ベルリン・フィルDCHの室内楽公演「クローズアップ・ベートーヴェン」

●ベルリン・フィルのデジタル・コンサート・ホール(DCH)で配信されている室内楽公演「クローズアップ・ベートーヴェン」をいくつか観た。これは昨年末12月14日から17日まで、ベートーヴェンの生誕250年を祝って弦楽四重奏曲全曲および管楽器を含む室内楽作品を一挙に演奏した特別企画。この中から、初期弦楽四重奏曲の一部と、中期から後期の弦楽四重奏曲の回をつらつらと聴き進めてきたのだが、ベルリン・フィルってホントにスゴいなと改めて驚嘆。全16曲の弦楽四重奏曲(および大フーガ)で、ぜんぶメンバーが違うんすよ。首席奏者だけじゃなくて、いろんな人が出てくる。普段のオーケストラ公演では集団のひとりとしてしか認識されない奏者たちの「個」にスポットライトが当たる。これがもう、みんな上手いんだ。わかっちゃいるけど、ベルリン・フィルがどれほどのタレント集団なのか、見せつけられた気分。というか、並のオーケストラ公演よりもよほどエキサイティングかも。
●最初に一曲聴いたときは、「あ、弦楽四重奏でもやっぱりベルリン・フィルっぽい音がする」と思ったんだけど、何曲も聴いていると4人の組合せ次第でずいぶん違ったキャラクターのベートーヴェンが生まれてくるのを感じる。大まかにいえば、獰猛さと精緻さの両極でそれぞれ振れ幅が違うというか。特に中期から後期は、神レベルの傑作がそろうだけあって、聴きごたえ満点。ラズモフスキー第1番や第3番、「セリオーソ」、大フーガ、第14番、第15番など、堪能。第15番は特に印象的で、第1ヴァイオリンはシモン・ロテュリエ。オーケストラでは第2ヴァイオリンの一員だけど、しなやかで玄妙な趣で異彩を放っていた。第3楽章の真摯な祈りの音楽は鳥肌もの。それにしても指揮者を呼ばなくても、これだけのシリーズを自前で作れてしまうオーケストラって。

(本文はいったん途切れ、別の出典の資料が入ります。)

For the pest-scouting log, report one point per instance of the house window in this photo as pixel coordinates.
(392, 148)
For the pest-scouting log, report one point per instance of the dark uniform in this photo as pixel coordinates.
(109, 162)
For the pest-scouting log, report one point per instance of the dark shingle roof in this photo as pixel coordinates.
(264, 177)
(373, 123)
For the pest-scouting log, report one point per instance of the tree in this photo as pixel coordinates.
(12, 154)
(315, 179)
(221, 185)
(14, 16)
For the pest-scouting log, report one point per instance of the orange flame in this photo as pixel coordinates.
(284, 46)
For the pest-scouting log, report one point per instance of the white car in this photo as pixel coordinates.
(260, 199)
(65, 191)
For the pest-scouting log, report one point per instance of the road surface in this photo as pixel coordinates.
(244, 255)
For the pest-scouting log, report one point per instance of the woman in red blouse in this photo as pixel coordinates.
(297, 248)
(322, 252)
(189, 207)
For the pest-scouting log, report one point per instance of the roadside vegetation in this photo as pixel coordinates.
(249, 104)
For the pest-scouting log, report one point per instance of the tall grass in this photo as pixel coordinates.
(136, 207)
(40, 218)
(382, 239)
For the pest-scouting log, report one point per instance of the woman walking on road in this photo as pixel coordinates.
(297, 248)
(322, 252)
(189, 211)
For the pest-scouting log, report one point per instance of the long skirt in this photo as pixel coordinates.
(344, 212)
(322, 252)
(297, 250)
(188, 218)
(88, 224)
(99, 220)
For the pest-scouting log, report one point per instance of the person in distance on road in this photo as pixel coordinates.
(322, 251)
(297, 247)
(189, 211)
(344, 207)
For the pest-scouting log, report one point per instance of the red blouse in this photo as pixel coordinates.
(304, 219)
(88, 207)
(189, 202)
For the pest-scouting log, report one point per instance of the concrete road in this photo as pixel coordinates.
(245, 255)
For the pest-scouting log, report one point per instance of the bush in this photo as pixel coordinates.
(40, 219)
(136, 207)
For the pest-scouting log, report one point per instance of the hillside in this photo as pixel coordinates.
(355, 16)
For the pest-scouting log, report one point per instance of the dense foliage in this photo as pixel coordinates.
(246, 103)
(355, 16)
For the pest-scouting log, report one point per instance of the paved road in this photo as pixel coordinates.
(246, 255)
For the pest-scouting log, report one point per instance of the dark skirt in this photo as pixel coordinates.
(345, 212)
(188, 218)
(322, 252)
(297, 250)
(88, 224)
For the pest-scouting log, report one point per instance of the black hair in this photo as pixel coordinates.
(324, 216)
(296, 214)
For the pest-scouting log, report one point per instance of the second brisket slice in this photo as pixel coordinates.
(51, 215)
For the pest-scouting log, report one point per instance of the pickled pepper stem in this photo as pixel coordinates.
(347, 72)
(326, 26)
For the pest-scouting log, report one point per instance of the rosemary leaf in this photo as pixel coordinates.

●現在ロンドン交響楽団の音楽監督を務めるサイモン・ラトルが2023年からバイエルン放送交響楽団の首席指揮者に就任すると発表。ラトルがベルリン・フィルを離れるとき、記者会見で「家族はベルリンに留まるので、ロンドンに行ってもベルリンは自分の街であり続ける」みたいなことを話していたと思うが、ロンドンの次にミュンヘンに行く展開があるとは。イギリスのEU離脱やロンドンのコンサートホール建設問題など、いろんな憶測を呼ぶが、ベルリン・フィルの先に指揮者のキャリアがまだまだ続くということが感慨深い。ベルリン・フィルのドキュメンタリーで、去り際のラトルが「このオーケストラでは、指揮者は公の場で処刑される。でもそれがいい。今ではそのよさがわかる」と語っていたのを思い出す。